Python script for analyzing benchmark results:
- Reads benchmark CSV/JSON output from benchmark-template.py
- Generates comparison plots using matplotlib (with optional hvplot):
  - Bar chart: throughput by chunk config per access pattern
  - Heatmap: access pattern x chunk config matrix
  - Line plot: throughput vs concurrency level
  - Memory profile: peak memory by chunk config
- Calculates speedup ratios between configurations
- Identifies optimal configuration per access pattern
- Generates markdown summary report
- Must be runnable as a standalone script

### 5. references/PATTERNS.md (6+ patterns)

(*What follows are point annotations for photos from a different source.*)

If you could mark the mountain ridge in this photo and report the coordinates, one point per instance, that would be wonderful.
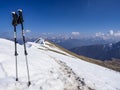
(51, 70)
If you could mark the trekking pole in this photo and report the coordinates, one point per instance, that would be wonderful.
(14, 23)
(20, 21)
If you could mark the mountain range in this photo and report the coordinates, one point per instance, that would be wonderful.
(52, 68)
(99, 51)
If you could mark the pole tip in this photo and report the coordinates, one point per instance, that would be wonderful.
(13, 12)
(20, 10)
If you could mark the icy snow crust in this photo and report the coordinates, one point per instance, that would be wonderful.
(52, 69)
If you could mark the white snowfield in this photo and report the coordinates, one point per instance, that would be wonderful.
(52, 69)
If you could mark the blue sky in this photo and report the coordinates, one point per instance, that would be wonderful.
(62, 16)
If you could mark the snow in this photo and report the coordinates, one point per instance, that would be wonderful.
(52, 69)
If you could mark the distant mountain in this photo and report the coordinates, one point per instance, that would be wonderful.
(99, 51)
(71, 43)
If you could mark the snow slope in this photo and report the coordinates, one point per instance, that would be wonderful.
(52, 69)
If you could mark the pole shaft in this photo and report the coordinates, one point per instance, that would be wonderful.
(15, 40)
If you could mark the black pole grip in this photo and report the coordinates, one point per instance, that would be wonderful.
(15, 18)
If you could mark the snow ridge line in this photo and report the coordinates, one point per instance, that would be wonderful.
(2, 68)
(70, 74)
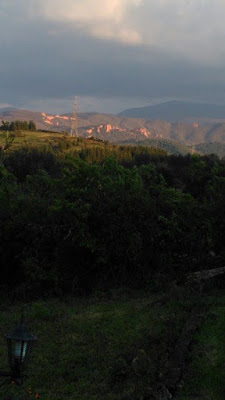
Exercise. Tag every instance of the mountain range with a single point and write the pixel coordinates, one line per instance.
(126, 129)
(175, 111)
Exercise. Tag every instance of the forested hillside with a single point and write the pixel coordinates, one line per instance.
(106, 216)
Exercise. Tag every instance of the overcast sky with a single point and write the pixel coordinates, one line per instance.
(112, 54)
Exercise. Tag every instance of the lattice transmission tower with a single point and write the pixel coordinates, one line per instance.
(74, 127)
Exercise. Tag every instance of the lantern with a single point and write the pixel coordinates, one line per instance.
(20, 343)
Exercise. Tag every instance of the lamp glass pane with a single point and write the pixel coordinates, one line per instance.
(20, 350)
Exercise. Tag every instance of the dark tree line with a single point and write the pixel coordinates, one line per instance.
(17, 126)
(72, 226)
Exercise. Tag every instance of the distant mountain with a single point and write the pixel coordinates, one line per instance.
(121, 129)
(174, 111)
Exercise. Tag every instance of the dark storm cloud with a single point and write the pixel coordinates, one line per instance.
(43, 58)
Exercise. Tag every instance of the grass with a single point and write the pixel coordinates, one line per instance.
(114, 348)
(94, 350)
(206, 372)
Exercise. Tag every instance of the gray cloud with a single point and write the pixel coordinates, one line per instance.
(47, 56)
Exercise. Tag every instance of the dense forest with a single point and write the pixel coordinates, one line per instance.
(111, 217)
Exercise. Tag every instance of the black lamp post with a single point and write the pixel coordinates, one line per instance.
(20, 343)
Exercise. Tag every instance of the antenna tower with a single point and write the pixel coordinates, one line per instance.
(74, 128)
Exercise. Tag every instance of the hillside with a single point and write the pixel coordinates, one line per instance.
(118, 129)
(175, 111)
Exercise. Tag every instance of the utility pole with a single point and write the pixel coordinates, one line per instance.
(74, 127)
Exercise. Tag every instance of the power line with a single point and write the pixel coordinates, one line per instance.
(74, 127)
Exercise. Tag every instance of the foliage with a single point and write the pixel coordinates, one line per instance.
(18, 125)
(69, 224)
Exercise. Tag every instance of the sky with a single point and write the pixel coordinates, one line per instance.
(112, 54)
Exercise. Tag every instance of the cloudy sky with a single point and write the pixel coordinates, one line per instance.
(112, 54)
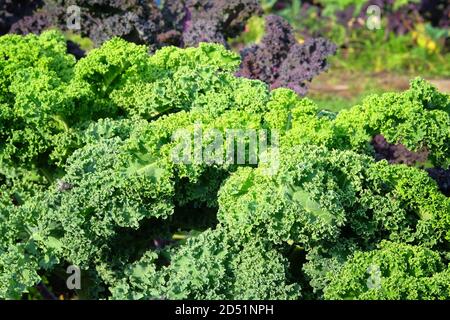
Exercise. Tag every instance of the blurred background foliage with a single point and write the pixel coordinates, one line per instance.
(413, 39)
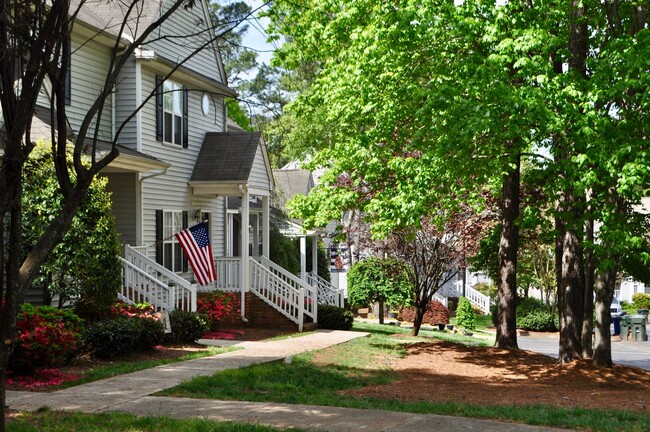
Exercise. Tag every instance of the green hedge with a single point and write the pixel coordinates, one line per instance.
(334, 318)
(187, 327)
(532, 314)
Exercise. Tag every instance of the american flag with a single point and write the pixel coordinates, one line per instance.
(196, 245)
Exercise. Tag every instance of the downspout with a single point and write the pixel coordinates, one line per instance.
(245, 274)
(140, 209)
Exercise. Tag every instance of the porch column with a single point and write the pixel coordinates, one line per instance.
(314, 254)
(266, 227)
(244, 253)
(303, 258)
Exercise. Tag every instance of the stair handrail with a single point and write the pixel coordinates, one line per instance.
(182, 292)
(310, 303)
(478, 299)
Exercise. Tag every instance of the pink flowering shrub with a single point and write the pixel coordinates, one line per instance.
(41, 378)
(435, 314)
(142, 310)
(224, 334)
(219, 307)
(45, 337)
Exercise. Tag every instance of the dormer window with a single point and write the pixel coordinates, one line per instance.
(171, 112)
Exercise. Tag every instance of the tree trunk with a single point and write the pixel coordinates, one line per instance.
(571, 275)
(604, 289)
(588, 321)
(508, 246)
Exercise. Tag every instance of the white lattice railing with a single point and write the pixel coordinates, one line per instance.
(144, 280)
(328, 294)
(286, 292)
(478, 299)
(228, 273)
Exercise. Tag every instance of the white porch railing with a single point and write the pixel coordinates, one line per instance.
(144, 280)
(228, 273)
(442, 299)
(328, 294)
(284, 291)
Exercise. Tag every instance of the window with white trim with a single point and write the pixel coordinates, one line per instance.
(171, 112)
(172, 253)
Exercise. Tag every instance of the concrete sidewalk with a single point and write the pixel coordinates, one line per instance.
(131, 393)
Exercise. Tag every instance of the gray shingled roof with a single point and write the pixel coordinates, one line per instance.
(109, 15)
(291, 182)
(226, 157)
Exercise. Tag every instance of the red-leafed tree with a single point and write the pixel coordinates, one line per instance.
(436, 251)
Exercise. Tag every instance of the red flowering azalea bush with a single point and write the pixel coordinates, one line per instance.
(435, 314)
(45, 337)
(142, 310)
(219, 307)
(42, 378)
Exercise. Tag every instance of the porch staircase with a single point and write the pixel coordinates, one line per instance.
(144, 280)
(475, 297)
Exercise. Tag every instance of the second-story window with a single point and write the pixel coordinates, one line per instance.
(168, 250)
(171, 112)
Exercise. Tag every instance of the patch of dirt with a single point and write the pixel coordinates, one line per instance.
(442, 371)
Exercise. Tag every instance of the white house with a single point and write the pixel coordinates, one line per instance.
(179, 163)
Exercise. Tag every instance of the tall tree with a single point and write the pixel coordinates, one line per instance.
(414, 105)
(435, 254)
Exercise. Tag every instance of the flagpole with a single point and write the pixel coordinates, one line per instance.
(161, 241)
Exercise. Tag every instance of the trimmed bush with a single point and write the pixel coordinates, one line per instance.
(187, 327)
(436, 313)
(45, 337)
(119, 336)
(533, 314)
(465, 314)
(334, 318)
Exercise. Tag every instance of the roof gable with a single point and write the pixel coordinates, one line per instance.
(226, 157)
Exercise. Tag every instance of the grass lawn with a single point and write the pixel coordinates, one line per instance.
(116, 422)
(104, 372)
(363, 362)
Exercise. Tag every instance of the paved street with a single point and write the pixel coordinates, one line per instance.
(626, 353)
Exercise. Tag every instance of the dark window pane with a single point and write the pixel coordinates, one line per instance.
(178, 262)
(168, 126)
(167, 262)
(178, 129)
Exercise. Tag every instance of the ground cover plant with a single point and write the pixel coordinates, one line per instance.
(394, 371)
(87, 369)
(116, 422)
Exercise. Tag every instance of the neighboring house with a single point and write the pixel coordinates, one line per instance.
(290, 181)
(179, 162)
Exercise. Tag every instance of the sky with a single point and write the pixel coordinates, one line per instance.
(256, 36)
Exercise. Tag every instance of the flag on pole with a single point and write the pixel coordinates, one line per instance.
(196, 245)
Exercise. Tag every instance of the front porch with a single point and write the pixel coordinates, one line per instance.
(296, 299)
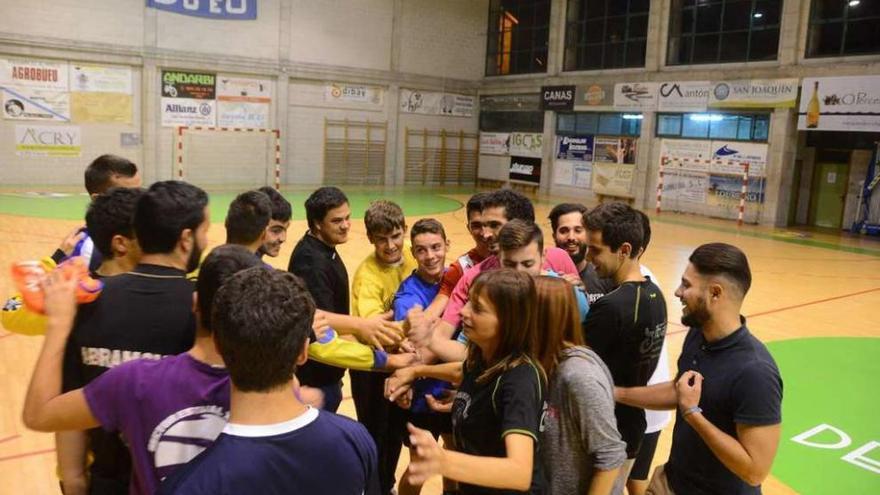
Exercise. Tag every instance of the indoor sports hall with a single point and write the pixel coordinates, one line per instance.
(749, 122)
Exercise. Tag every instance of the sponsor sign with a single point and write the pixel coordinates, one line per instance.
(725, 189)
(738, 152)
(97, 79)
(192, 85)
(352, 93)
(575, 174)
(243, 102)
(557, 97)
(840, 104)
(615, 150)
(639, 96)
(495, 143)
(685, 185)
(236, 10)
(24, 103)
(47, 141)
(188, 111)
(34, 74)
(577, 148)
(754, 93)
(525, 169)
(684, 96)
(429, 103)
(101, 107)
(594, 95)
(613, 179)
(527, 144)
(690, 154)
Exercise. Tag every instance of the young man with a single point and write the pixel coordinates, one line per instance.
(465, 262)
(279, 222)
(146, 312)
(373, 288)
(167, 410)
(273, 443)
(499, 208)
(247, 220)
(625, 327)
(104, 172)
(315, 260)
(569, 234)
(725, 437)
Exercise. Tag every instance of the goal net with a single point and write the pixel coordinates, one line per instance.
(226, 157)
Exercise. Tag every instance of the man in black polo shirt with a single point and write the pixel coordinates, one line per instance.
(145, 313)
(626, 326)
(725, 436)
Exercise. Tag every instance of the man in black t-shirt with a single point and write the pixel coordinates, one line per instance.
(726, 435)
(625, 327)
(145, 313)
(569, 234)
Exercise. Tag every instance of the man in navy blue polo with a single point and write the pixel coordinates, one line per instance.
(725, 435)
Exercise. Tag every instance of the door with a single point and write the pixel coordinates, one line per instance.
(829, 194)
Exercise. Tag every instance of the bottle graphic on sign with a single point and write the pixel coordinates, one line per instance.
(813, 108)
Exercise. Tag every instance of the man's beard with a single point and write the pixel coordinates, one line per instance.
(697, 316)
(195, 257)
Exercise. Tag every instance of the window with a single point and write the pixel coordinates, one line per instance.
(721, 31)
(843, 27)
(518, 34)
(606, 34)
(729, 126)
(607, 124)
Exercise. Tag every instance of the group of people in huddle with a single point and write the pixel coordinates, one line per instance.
(534, 364)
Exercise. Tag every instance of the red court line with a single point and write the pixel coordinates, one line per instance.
(11, 437)
(820, 301)
(26, 454)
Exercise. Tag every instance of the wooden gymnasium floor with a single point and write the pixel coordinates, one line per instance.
(805, 285)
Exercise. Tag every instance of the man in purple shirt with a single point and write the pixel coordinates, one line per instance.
(167, 410)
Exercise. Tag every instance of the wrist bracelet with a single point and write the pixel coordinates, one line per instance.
(687, 412)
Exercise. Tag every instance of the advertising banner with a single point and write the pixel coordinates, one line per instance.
(23, 103)
(527, 144)
(635, 96)
(98, 79)
(724, 189)
(576, 148)
(192, 85)
(430, 103)
(101, 107)
(495, 143)
(684, 96)
(557, 97)
(613, 179)
(230, 10)
(525, 169)
(840, 104)
(574, 174)
(47, 141)
(686, 186)
(738, 152)
(188, 111)
(754, 93)
(34, 74)
(353, 93)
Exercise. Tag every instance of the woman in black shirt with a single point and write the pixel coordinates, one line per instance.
(496, 414)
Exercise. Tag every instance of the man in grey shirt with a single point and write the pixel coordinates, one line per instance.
(580, 443)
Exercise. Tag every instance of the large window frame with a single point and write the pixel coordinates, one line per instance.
(749, 127)
(599, 124)
(844, 21)
(723, 31)
(518, 37)
(606, 34)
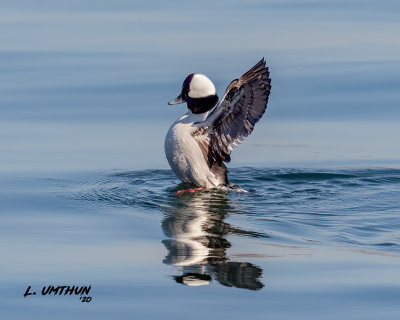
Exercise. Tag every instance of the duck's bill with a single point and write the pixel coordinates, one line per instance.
(177, 100)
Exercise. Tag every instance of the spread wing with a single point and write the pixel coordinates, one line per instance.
(233, 119)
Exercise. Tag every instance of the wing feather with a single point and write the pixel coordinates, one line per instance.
(235, 116)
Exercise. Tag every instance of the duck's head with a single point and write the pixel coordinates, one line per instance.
(198, 92)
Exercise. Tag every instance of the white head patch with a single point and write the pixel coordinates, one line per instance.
(201, 86)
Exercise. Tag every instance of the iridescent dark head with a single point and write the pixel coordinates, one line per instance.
(198, 92)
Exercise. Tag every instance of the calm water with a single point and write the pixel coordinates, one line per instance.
(87, 197)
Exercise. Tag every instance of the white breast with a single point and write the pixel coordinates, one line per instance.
(184, 154)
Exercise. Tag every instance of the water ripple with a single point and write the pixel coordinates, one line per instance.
(348, 207)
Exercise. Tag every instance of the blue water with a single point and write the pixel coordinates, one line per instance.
(87, 197)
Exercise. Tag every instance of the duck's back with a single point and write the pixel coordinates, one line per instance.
(185, 156)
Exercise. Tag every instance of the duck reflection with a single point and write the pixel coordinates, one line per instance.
(195, 227)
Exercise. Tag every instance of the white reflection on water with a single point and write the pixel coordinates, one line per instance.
(197, 245)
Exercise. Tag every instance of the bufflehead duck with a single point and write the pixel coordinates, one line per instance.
(199, 142)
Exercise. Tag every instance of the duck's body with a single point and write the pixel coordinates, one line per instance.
(199, 142)
(185, 156)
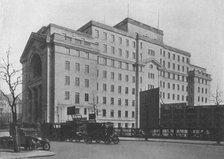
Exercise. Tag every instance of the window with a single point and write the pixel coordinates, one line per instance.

1. **ASV Benchmark Class for Zarr** — complete class with setup/teardown, params, time_*/mem_*/track_* methods
2. **pytest-benchmark Parameterized Chunk Comparison** — parameterized test comparing N chunk configs
3. **Cloud Storage Warm-up Protocol** — run N warm-up reads before measurement
4. **Concurrency Sweep Benchmark** — test multiple `async.concurrency` values
5. **Memory Profiling with tracemalloc** — measuring peak memory during reads
6. **Results Visualization with matplotlib/hvplot** — standard plots for benchmark analysis

Each pattern: description, when to use, complete code example, expected output.

### 6. references/EXAMPLES.md (4+ examples)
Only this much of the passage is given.